Some users & customers have asked about the most recent release of Apache Hadoop, v1.0: what’s in it, what it followed and what it preceded.  To explain this we should start with some basics of how Apache projects release software:

By and large, in Apache projects new features are developed on a main codeline known as “trunk.”  Occasionally very large features are developed on their own branches with the expectation they’ll later merge into trunk.  While new features usually land in trunk before they reach a release, there is not much expectation of quality or stability.  Periodically, candidate releases are branched from trunk.  Once a candidate release is branched it usually stops getting new features.   Bugs are fixed and after a vote, a release is declared for that particular branch.  Any member of the community can create a branch for a release and name it whatever they like.

This diagram illustrates the history of the various Apache Hadoop releases and their origins.  There are 3 occasions where community releases from the Apache Hadoop project broke with what would be a more traditional release & branch convention.  These occasions are usually the source of confusion for users.

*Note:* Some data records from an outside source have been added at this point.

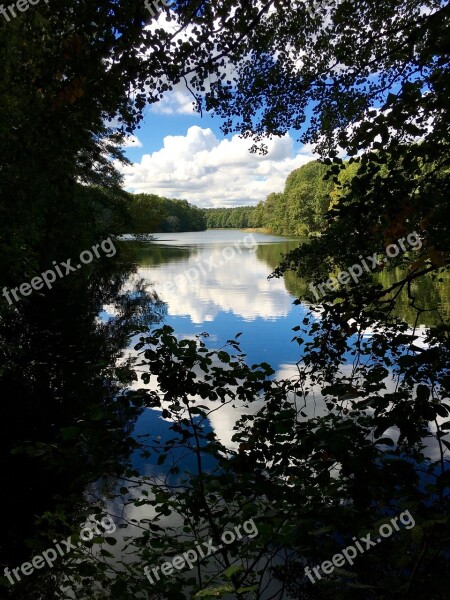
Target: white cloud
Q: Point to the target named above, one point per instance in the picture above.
(176, 102)
(211, 172)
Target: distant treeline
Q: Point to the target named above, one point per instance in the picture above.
(299, 210)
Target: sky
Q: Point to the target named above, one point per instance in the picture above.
(179, 154)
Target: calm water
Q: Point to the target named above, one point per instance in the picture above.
(217, 282)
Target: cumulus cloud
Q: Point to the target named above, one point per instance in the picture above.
(176, 102)
(209, 171)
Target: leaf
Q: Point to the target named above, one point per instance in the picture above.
(214, 592)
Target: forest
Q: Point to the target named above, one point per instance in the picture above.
(299, 210)
(150, 213)
(144, 457)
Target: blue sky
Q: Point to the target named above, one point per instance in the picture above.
(179, 154)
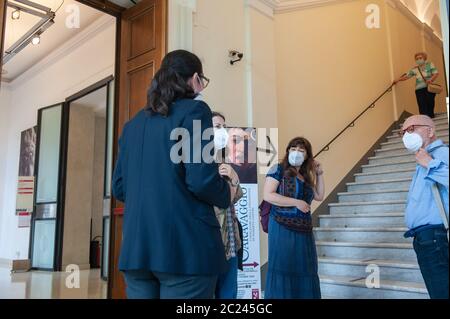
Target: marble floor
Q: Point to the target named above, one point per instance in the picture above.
(51, 285)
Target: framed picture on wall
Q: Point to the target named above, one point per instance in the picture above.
(25, 185)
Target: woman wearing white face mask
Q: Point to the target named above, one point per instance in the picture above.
(425, 73)
(227, 285)
(291, 187)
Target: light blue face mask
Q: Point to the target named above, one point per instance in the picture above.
(296, 158)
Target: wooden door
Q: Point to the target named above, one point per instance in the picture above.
(2, 31)
(142, 47)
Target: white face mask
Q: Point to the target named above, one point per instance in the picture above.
(413, 141)
(220, 138)
(296, 158)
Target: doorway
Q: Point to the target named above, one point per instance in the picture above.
(88, 170)
(140, 46)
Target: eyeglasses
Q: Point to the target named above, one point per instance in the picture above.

  1. More than a year after Apache Hadoop 0.20 branched, significant feature development continued on just that branch and not on trunk.  Two major features were added to branches off 0.20.2.  One feature was authentication, enabling strong security for core Hadoop.  The other major feature was append, enabling users to run Apache HBase without risk of data loss.  The security branch was later released as 0.20.203.  These branches and their subsequent release have been the largest source of confusion for users because since that time, releases off of the 0.20 branches had features that releases off of trunk did not have and vice versa.
  2. Apache Hadoop .22 released chronologically after Apache Hadoop 0.23.  In actuality Apache Hadoop 0.23 is a strict superset of features over 0.22 but it actually released a month before 0.22.
  3. A few weeks after 0.23 released, the 0.20 branch formerly known as 0.20.205 was renumbered 1.0.  There is next to no functional difference between 0.20.205 and 1.0.  This is just a renumbering.

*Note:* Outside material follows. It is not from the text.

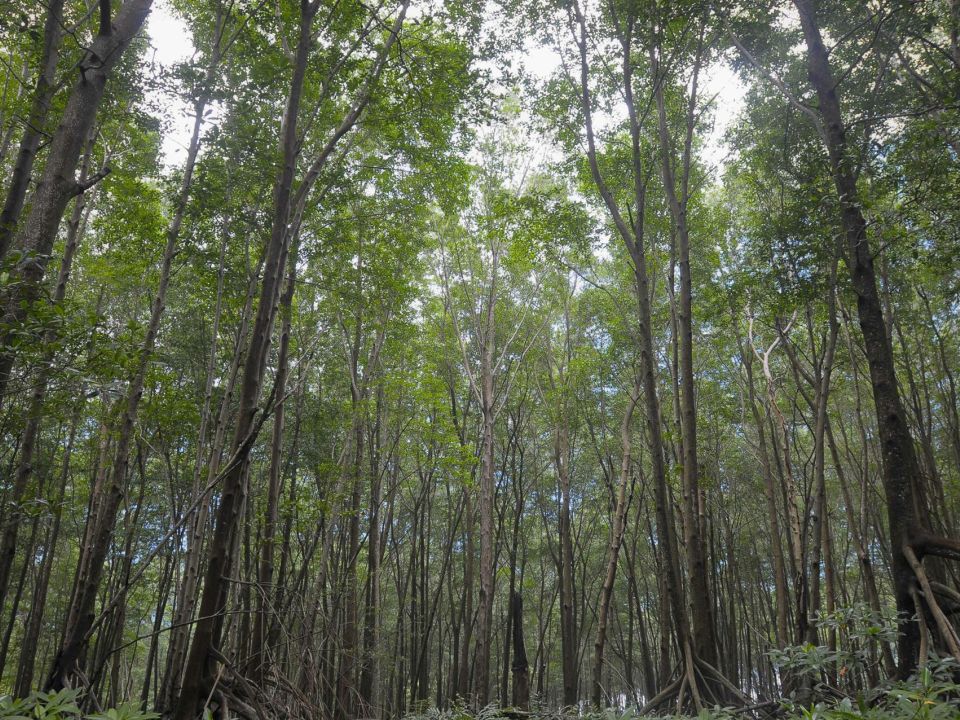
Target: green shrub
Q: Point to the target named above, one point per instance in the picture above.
(64, 705)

Because of issue #1, there has been an 18 month period where there has been no one Apache release that had all the committed features of Apache Hadoop.  This table illustrates the point:

As members of the Apache Hadoop community, Cloudera engineers have focused their efforts on getting back to releases that are strict superset of all of the features of any past releases so as to avoid having to make the unpleasant choice of picking one feature set over another.  The good news is minus the confusion over the 1.0 numbering, we are basically there.  There have been two good recent releases off of trunk (0.22 and 0.23) one of which (0.23) does have all of the features of any past release.  It’s very possible these new releases will get renumbered to 2.0 or 3.0 or some other number to indicate they are functional supersets of 1.0 but this remains to be decided.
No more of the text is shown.